Syphon Filter: Dark Mirror Review - Syphon Filter: Dark Mirror Review


And finally, you have to respect the AI. Maybe your terrorist opponents aren’t from the F.E.A.R./MGS/Spinter Cell College for Clever-dick Villains, but they’re a world away from the disposable cretins of the recent Miami Vice, making some effort to track you and fire from a position of safety. Perhaps that’s why the game can even conjure up a few magnificent set pieces, like the section early on where the enemies close in through the mist of a secret biotech research Lab, pinning you down mercilessly until you realise that switching to infrared gives you an instant and decisive advantage.

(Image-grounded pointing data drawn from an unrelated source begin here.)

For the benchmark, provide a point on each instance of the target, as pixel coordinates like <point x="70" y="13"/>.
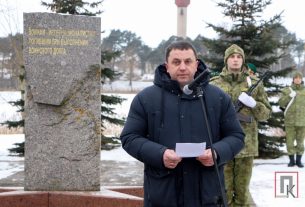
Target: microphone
<point x="189" y="88"/>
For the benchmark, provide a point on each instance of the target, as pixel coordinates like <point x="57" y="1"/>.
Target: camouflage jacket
<point x="261" y="112"/>
<point x="295" y="114"/>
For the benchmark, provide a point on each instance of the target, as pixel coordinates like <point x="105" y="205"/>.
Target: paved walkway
<point x="113" y="173"/>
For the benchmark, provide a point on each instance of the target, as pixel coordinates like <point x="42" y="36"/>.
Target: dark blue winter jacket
<point x="161" y="116"/>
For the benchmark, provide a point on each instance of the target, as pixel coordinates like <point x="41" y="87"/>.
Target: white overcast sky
<point x="156" y="20"/>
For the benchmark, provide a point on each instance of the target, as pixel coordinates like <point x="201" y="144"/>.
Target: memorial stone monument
<point x="63" y="102"/>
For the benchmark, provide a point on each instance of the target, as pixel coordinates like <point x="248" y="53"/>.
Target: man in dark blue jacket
<point x="162" y="115"/>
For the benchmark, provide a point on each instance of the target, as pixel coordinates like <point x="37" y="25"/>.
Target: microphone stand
<point x="222" y="201"/>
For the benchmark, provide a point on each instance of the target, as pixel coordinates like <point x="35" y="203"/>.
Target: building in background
<point x="182" y="17"/>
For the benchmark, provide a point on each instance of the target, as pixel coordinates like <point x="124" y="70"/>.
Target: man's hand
<point x="171" y="159"/>
<point x="206" y="159"/>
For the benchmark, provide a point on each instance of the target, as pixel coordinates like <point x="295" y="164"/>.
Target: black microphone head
<point x="186" y="90"/>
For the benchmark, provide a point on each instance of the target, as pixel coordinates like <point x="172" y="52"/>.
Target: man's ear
<point x="166" y="65"/>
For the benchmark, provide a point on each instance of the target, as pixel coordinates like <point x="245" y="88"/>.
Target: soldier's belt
<point x="245" y="118"/>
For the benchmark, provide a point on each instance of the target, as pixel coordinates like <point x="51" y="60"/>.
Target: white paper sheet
<point x="190" y="149"/>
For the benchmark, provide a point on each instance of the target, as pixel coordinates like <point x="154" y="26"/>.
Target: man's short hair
<point x="180" y="45"/>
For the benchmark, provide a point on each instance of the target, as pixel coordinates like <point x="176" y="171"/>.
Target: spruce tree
<point x="262" y="46"/>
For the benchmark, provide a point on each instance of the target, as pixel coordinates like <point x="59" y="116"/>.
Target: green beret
<point x="233" y="49"/>
<point x="252" y="67"/>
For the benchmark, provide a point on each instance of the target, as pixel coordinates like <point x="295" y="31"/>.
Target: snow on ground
<point x="264" y="186"/>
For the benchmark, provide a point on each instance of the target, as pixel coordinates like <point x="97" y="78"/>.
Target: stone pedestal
<point x="63" y="102"/>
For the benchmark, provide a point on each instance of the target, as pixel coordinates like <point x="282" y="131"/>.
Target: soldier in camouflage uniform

As I said, it’s an excellent game. In fact, it’s easily the best action-adventure on the PSP, and one of the very finest games on Sony’s handheld. So why not an undisputed classic? Well, it’s the extremely linear nature of the game; the way rooms and corridors follow on from one another, with no real freedom or choice. It’s the annoying habit of hitting you with sudden-death trip mines at the end of a long and difficult action sequence – I know you should be punished for not taking care and using your goggles, but that harshly? Probably not. But most of all, it’s that while Syphon Filter: Dark Mirror does an amazing job of bringing the thrills of tactical espionage to the PSP, you can’t help thinking that were you not playing it on a handheld , you’d only be half as impressed. Pitch it up against Splinter Cell: Chaos Theory or MGS2: Sons of Liberty and it wouldn’t quite pass muster, even given the obvious graphical improvements that a PS2 conversion would bring. Don’t get me wrong – this is an exceptional PSP game, but maybe it shows up the problem at the heart of the ‘PS2-quality games in the palm of your hand’ ideal. Unless you create something different and amazing that you would never find on the homebound console, you’ll never make a truly classic game.


A stunning technical achievement and one of the few must-have games on the PSP. However, Dark Mirror doesn’t have the depth or originality of the spy genre’s best, and is a bit too linear for all-time classic status.